Внутри страны основной слабостью стало даже не репрессивное поведение
правящей партии, потерявшей свою жизненную силу, внутреннюю устремленность, а утрата
механизма приспособления к современному миру. Порок однопартийной системы в
конечном счете стал сказываться в одеревенении ее структур, взявших на себя ни более ни
менее как цивилизационное руководство обществом. Покорные партийные «колесики и
винтики» почти полностью преградили выделение наверх лучших национальных сил,
постыдно занизили уровень национального самосознания, примитивизировали организацию
современного общества, осложнили реализацию глубинных человеческих чаяний как в
сфере социальной справедливости, так и в достижении высоких целей самореализации.
Все это дало невероятный шанс Соединенным Штатам. Американцы в конце 1980-х
годов отказывались верить в свое счастье. В мемуарах президента Буша, государственных
секретарей Шульца и Бейкера можно прочесть, с каким изумлением официальный
Вашингтон воспринял нисхождение своего глобального контрпартнера на путь, который в
конечном счете довел его до распада и бессилия. Совершаемого Горбачевым переворота
политической и социальной структуры своей страны в Вашингтоне не ожидал никто.

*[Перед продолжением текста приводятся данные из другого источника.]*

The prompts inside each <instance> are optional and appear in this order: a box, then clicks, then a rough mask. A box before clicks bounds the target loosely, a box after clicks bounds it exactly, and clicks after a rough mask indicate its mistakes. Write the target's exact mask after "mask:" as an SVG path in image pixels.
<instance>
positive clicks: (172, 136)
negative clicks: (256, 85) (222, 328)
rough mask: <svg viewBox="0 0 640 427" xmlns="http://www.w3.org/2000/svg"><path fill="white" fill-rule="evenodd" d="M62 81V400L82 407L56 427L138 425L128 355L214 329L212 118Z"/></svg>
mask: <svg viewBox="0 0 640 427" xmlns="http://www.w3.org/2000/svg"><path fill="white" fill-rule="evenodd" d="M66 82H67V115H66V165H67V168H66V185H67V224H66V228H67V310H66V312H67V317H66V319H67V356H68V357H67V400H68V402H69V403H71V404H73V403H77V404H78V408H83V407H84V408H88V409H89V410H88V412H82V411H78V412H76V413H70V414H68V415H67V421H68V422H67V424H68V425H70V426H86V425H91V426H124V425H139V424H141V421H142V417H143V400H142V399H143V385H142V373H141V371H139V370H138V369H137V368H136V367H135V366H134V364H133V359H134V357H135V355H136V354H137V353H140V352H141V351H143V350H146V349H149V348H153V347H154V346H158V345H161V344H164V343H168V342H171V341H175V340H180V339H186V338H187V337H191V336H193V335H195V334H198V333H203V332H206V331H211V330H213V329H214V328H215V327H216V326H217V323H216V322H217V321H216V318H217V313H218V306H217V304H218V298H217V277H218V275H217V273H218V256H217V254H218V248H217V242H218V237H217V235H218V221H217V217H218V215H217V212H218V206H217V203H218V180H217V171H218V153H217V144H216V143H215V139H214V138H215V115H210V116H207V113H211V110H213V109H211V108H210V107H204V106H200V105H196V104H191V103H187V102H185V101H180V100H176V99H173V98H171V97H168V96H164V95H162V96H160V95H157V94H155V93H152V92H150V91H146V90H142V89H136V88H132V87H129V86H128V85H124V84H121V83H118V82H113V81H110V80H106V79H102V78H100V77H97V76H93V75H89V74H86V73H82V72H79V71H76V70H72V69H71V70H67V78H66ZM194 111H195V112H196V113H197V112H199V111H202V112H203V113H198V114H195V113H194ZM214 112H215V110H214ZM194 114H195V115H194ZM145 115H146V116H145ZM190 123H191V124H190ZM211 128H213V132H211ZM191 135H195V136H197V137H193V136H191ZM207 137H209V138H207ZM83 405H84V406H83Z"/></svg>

В результате победы в «холодной войне» ведомый Соединенными Штатами
Североатлантический союз стал доминировать на северо-западе евразийского континента.
Между классическим Западом и СНГ Америка начала излучать влияние на девять прежних
союзников СССР и на тринадцать бывших республик почившего Союза. В самой России
опасность сепаратизма вышла на первый план, за нею следует демонтаж экономики, распад
общества, деморализация народа, утрата самоидентичности. Безусловный американский
триумф 1991 года дал Вашингтону шанс — при умелой стратегии на долгие годы сохранить
столь благоприятный для заокеанской республики статус кво американского единовластия.
Не без ликования пишет американский посол в Москве этих дней Джек Мэтлок, что
«холодная война закончилась на условиях, выдвинутых Соединенными Штатами». И еще:
«Холодная война закончилась ввиду совпадения двух условий: 1) западная политика
сочетала силу и твердость с желанием честных переговоров; 2) советские лидеры были
убеждены в том, что страна не может идти прежним путем, что она должна измениться
внутренне… И Соединенные Штаты стали главным фактором осуществления этого»1 .
Обращаясь к недавнему прошлому, зададимся вопросом: почему Соединенные
Штаты возглавили поход Запада против Большой России? Что здесь было наиболее важным
— идеология или геополитика? Есть все основания утверждать, что основным критерием
был геополитический.
В рамках якобы «всеобъясняющего» идеологического конфликта США и СССР
участвовали в «холодной войне» как в геополитической схватке, основанной на
реалистическом и традиционном балансе сил, а вовсе не на классовой борьбе. Если бы
идеология была единственной движущей силой сверхдержав в «холодной войне», то
возникает вопрос: почему глобальный по охвату конфликт начался не со времен Великой
Октябрьской революции, а с триумфальных салютов победного 1945 года? Ответ
напрашивается: в 1917 году и на протяжении следующей четверти века Советский Союз был
относительно слаб и был лишь одним из нескольких мировых центров в многополярном
мире. С геополитической точки зрения это все объяснимо: в 1917 г. и на протяжении еще
двадцати пяти лет Советский Союз был относительно слаб и являл собой одну из нескольких
великих держав тогдашнего многополярного мира. Но с крушением Германии и Японии, с
ослаблением Британии, Франции и Китая усилившийся Советский Союз стал единственным
потенциальным конкурентом Соединенных Штатов. И прав Гартхоф, замечающий, что
Запад обрел «манихейскую антикоммунистическую точку зрения, в то время как каждая
сторона шла за реализацией либо своих амбиций, либо своей исторической судьбы, что и
обеспечило долговременный характер конфликта — но и в этом случае стороны
руководствовались прагматичными курсами, они основывались на соображениях риска,
стоимости, возможных приобретений, опасностях неверного рассчета — на рациональных
основаниях, а не идеологической ослепленности»2 .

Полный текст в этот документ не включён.